Moses warned the Israelites as they stood on the threshhold of the Promised Land:

When you have eaten and are satisfied, praise the Lord your God for the good land He has given you....Otherwise, when you eat and are satisfied, when you build fine houses and settle down, and when your herds and flocks have grown large and your silver and gold increase and all you have is multiplied, then your heart will become proud and you will forget the Lord your God, who brought you out of Egypt, out of the land of slavery.  He led you through the vast and dreadful desert, that thirsty and waterless land, with its venomous snakes and scorpions.  He brought you water out of hard rock.  He gave you manna to eat in the desert, something your fathers had never known, to humble and to test you so that in the end it might go well with you.  You may say to yourself, "My power and the strength of my hands have produced this wealth for me" (Duet. 8:10-17).

As a testimony to the help of God, to His Presence with them in the desert, the Israelites set up altars, or piles of stones as memorials in the wilderness --- and later, as in the Book of Samuel -- in the land itself.  And they called the stones "Ebenezer," meaning 'thus far has God helped us.'  The altars were reminders to them of the events where God was present to deliver them, as well as testimonies to the next generation, who saw the stones and heard the stories of God's faithfulness to His people.

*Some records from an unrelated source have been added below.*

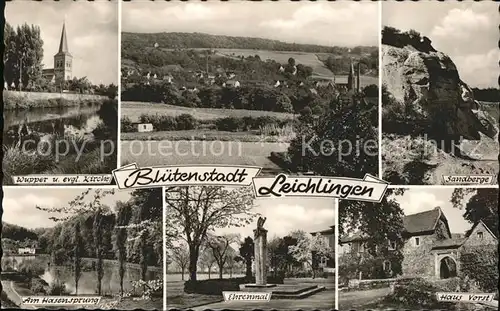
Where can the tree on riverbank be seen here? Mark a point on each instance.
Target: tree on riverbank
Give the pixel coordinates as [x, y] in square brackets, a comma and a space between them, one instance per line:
[123, 217]
[98, 222]
[77, 256]
[196, 210]
[23, 55]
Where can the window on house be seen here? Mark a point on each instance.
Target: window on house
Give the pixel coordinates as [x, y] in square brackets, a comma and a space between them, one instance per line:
[392, 245]
[323, 261]
[387, 265]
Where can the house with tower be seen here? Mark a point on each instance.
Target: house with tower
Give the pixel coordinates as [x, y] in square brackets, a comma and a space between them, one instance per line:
[63, 62]
[430, 249]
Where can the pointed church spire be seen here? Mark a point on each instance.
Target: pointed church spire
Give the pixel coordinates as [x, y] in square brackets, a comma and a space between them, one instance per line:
[350, 77]
[63, 44]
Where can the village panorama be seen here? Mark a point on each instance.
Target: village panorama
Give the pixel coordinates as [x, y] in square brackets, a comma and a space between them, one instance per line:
[190, 97]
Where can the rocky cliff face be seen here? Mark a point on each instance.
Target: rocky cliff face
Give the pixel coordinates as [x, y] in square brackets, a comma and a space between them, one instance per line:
[432, 125]
[428, 91]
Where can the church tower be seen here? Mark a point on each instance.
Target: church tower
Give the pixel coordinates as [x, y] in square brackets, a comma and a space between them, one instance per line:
[350, 79]
[63, 60]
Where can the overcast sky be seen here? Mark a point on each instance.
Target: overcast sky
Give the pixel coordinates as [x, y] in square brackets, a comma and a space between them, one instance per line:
[91, 29]
[285, 215]
[467, 32]
[343, 23]
[423, 199]
[19, 204]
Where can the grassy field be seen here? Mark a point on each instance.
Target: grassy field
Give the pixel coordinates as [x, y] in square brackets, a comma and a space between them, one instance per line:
[154, 153]
[204, 136]
[134, 110]
[29, 100]
[177, 298]
[306, 59]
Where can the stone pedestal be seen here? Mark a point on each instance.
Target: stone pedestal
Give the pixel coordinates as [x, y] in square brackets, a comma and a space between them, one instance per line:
[260, 243]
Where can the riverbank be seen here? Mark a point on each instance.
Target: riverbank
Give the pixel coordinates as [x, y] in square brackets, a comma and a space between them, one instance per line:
[31, 100]
[209, 135]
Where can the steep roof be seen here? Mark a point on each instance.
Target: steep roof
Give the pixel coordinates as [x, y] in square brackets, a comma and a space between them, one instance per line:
[449, 243]
[487, 228]
[414, 224]
[423, 221]
[63, 44]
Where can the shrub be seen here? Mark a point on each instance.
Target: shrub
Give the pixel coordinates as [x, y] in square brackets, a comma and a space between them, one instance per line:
[58, 289]
[16, 162]
[481, 265]
[185, 122]
[160, 122]
[32, 268]
[127, 125]
[38, 286]
[230, 124]
[265, 120]
[317, 110]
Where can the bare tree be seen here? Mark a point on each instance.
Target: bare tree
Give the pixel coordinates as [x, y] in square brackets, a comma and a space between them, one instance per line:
[180, 256]
[196, 210]
[207, 259]
[221, 249]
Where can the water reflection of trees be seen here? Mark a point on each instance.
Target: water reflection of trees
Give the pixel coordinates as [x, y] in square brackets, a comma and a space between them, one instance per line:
[143, 246]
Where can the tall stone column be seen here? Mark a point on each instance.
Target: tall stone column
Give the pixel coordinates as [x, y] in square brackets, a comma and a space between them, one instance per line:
[260, 244]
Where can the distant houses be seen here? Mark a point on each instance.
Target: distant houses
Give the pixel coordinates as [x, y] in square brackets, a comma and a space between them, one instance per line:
[231, 84]
[26, 251]
[144, 127]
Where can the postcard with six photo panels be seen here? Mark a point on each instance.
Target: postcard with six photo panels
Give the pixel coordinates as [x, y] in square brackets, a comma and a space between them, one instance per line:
[250, 155]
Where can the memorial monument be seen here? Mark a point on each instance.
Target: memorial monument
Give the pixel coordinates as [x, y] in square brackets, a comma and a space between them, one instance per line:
[260, 255]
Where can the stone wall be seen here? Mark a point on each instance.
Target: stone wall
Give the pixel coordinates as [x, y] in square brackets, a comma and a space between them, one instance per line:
[475, 240]
[36, 96]
[419, 260]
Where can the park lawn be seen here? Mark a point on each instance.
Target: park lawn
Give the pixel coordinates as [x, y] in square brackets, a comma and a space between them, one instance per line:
[133, 110]
[177, 298]
[198, 135]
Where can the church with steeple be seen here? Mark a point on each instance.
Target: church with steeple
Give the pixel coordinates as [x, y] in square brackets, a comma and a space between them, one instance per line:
[63, 62]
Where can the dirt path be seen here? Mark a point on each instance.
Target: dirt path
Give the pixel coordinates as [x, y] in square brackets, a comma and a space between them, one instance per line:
[356, 299]
[324, 300]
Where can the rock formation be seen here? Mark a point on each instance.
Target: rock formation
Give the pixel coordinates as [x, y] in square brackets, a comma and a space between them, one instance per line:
[431, 123]
[428, 91]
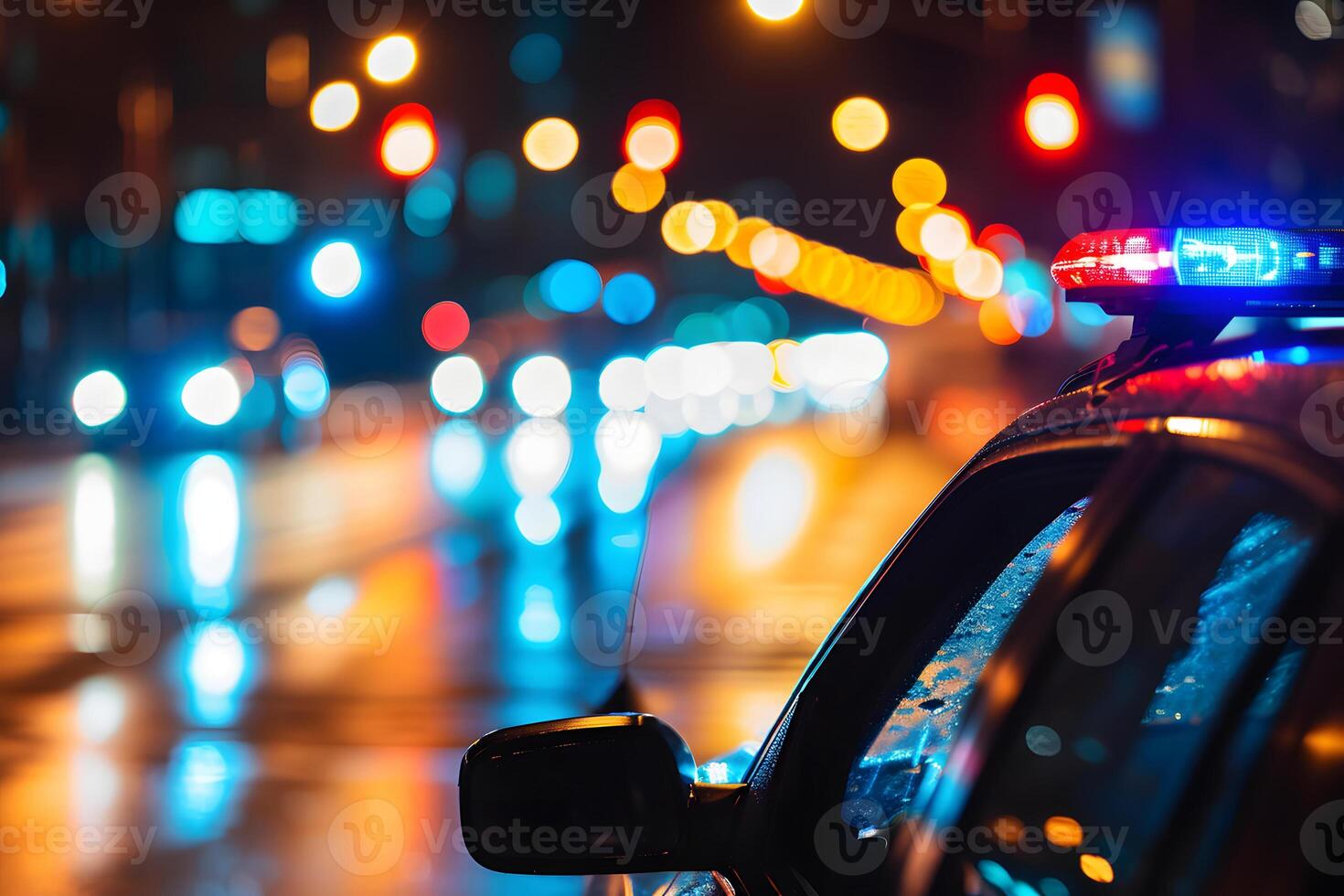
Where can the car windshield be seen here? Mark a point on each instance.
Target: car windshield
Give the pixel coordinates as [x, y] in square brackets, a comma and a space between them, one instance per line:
[1126, 735]
[907, 753]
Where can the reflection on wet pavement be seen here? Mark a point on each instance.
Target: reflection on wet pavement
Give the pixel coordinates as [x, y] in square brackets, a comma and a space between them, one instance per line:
[254, 675]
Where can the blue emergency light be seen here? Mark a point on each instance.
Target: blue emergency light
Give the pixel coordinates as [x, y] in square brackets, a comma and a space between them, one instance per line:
[1217, 272]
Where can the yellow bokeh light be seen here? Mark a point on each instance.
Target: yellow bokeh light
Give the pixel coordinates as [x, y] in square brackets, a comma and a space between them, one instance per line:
[1097, 868]
[254, 329]
[859, 123]
[688, 228]
[334, 106]
[725, 225]
[775, 10]
[775, 252]
[909, 223]
[391, 59]
[637, 189]
[652, 144]
[409, 148]
[783, 352]
[549, 144]
[920, 182]
[740, 251]
[943, 237]
[1051, 121]
[997, 323]
[977, 272]
[1063, 832]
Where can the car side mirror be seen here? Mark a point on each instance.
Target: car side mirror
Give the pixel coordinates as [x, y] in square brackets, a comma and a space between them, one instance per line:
[592, 795]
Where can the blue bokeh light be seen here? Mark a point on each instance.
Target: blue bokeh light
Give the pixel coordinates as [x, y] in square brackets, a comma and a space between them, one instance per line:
[491, 185]
[629, 298]
[571, 286]
[537, 58]
[306, 389]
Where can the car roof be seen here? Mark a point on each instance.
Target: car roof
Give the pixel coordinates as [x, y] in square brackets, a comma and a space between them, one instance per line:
[1258, 382]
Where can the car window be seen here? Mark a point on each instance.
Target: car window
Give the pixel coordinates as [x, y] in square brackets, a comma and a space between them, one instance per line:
[1097, 756]
[909, 752]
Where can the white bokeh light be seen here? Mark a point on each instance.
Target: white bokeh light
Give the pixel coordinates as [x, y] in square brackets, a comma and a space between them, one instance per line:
[537, 455]
[542, 386]
[457, 384]
[336, 271]
[99, 398]
[211, 397]
[623, 386]
[664, 371]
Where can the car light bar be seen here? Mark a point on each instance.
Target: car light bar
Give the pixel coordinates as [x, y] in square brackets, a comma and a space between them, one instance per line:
[1235, 271]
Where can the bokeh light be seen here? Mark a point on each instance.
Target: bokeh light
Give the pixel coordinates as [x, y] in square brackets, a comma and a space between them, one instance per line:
[491, 185]
[391, 59]
[629, 298]
[1051, 121]
[457, 384]
[549, 144]
[621, 386]
[725, 225]
[211, 397]
[997, 323]
[664, 372]
[654, 144]
[637, 189]
[535, 58]
[943, 237]
[538, 520]
[445, 325]
[537, 455]
[335, 106]
[977, 272]
[775, 252]
[254, 329]
[775, 10]
[305, 387]
[920, 182]
[99, 398]
[336, 271]
[859, 123]
[409, 146]
[688, 228]
[542, 386]
[571, 286]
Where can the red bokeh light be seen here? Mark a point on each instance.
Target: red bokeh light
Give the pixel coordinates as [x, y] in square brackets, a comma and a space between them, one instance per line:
[445, 326]
[773, 286]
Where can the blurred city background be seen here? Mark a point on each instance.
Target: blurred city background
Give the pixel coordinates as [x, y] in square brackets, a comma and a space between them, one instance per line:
[357, 360]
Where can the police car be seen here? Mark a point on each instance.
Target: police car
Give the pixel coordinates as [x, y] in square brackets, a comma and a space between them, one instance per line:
[1118, 657]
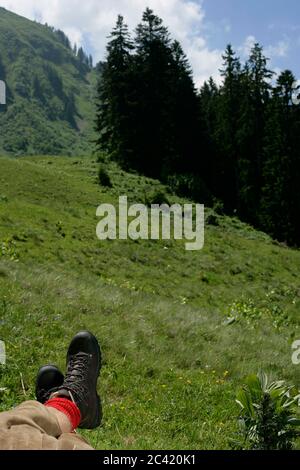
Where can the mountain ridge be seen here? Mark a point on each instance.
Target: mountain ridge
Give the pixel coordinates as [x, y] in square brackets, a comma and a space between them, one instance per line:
[49, 90]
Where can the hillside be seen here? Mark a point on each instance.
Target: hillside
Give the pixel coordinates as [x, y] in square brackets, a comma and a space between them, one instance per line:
[50, 91]
[172, 360]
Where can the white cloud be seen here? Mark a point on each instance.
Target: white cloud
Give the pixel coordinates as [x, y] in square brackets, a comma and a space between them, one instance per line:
[90, 22]
[278, 50]
[246, 47]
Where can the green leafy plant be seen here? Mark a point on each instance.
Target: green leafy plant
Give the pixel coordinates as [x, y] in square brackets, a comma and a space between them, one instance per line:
[104, 178]
[8, 249]
[268, 417]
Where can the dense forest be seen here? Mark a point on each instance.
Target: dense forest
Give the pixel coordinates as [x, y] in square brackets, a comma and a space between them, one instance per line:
[235, 146]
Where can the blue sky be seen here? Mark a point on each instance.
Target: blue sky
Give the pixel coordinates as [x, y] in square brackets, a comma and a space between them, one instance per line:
[274, 23]
[204, 27]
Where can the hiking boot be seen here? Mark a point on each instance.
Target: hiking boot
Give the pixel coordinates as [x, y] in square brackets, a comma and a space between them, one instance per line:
[80, 384]
[48, 379]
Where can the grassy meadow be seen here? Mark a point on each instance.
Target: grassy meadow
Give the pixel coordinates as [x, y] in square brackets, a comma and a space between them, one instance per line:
[179, 329]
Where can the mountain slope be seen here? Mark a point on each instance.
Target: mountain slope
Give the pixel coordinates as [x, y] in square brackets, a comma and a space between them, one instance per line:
[172, 363]
[49, 91]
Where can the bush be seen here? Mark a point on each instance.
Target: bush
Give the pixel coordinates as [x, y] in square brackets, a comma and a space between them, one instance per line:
[268, 417]
[104, 178]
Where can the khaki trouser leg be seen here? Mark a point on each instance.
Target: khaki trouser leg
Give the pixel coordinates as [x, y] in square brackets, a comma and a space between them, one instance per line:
[32, 426]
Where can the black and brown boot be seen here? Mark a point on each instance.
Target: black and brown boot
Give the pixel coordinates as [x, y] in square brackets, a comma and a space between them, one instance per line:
[48, 379]
[80, 383]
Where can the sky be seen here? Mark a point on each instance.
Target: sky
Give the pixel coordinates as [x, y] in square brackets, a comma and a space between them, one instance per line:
[204, 27]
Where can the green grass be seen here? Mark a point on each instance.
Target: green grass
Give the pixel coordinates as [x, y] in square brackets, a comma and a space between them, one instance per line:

We have all heard the Old Testament stories, but until we walk our own journey and set up our own memorial-places, we do not really get it.  It has been said that God has no grandchildren.  We can tell our children that "God is our refuge and our strength, an ever-present help in distress" (Ps. 46:1), but until they make their own journey, they will not really believe it.

Faith is nothing more than confidence in God's willingness and ability to be with us in all circumstances. We will never gain that confidence by hearing other people's stories, although those stories may give us the courage to begin our own journey with God.  But faith cannot be passed on -- it is an I-Thou relationship with God, based on our own experience

Jesus told Peter, "unless you let me wash your feet, you will have nothing to do with Me."  Unless we allow God to help us, to surround us, to protect us -- until we take a chance and surrender our circumstances to Him, we will never know Him, but only what other people say about Him.

The Christmas after Katrina, we rented a cottage at the top of the Smokey Mountains because we had no place to live.  We did not know where we would spend the next 18 months....but God had already provided marvelous places for us, places of safety and welcome, with plenty of food, with jobs that remained to provide our needs.  We did not know it at the time, but He had already marked out the path we would travel until we could settle in our own land of Promise.  In the mountains, I found a beautiful, heavy rock that I just had to have, so my husband and I spent a morning trying to "roll" the rock up a 45-degree slope of loose gravel until we could get it in the car.  That rock sits on my front lawn today; it's name -- you guessed it -- is Ebenezer!  Everytime I look at it, I am reminded, "thus far has God helped us."